Justine Chan is a poet, writer, and singer-songwriter from Chicago. Her debut poetry book "Should You Lose All Reason(s)" was published by Chin Music Press. Her writing has appeared in Electric Literature, Baltimore Review, Beecher's, Booth, Poetry on Buses, Midwestern Gothic, and elsewhere. She holds an MFA in Creative Writing from the University of Washington.
[Envelope for the salmon]
I.
Why does it swim in circles so
just below / the surface like a gold masked fighter, body
strange red & ragged, having lost a match an eye
maybe. Did it know it would shape shift like this? Did it
know the end would smell like this? The cold water—does it
taste like home? Will it still / be here circling tomorrow? Here,
by the bridge, the exhaust pipe rippling the surface,
the fire fighting foam dredges & the already dead below. I’ll still
check tomorrow. I can’t stand
the bitterness, the onceness, of November.
II.
The day the members of the Nisqually Tribe visited
the ranger training & held a salmon bake, I arrived
after almost everything. There was no salt on the fish.

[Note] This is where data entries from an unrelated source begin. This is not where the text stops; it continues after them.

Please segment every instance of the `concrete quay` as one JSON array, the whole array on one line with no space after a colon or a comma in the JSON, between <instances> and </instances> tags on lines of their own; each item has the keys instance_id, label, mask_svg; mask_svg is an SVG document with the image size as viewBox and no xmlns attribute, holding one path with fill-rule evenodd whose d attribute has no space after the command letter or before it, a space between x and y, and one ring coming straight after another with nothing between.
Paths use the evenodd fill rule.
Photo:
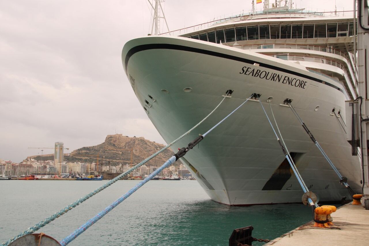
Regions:
<instances>
[{"instance_id":1,"label":"concrete quay","mask_svg":"<svg viewBox=\"0 0 369 246\"><path fill-rule=\"evenodd\" d=\"M369 245L369 210L351 203L331 215L333 229L313 227L309 222L265 245Z\"/></svg>"}]
</instances>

The white rangers had taken most of the meat but left
the skin in the wet aluminum foil. They talked so much
during the discussion portion of my presentation that
I only had time for half of it. No one asked / the skin
what it wanted, what it wished for. The half they
missed was on how the white settlers retold the
stories to say to mean that the landscape & mountains
were empty for the taking. The skin did not fit
the dream. It just wished to be given. To lie in the forest
tucked in moss by scattered pine cones & owl pellets.
To be lifted & torn apart in the air by ravens, the bits
in the roots of the trees. I couldn’t can’t hold everything.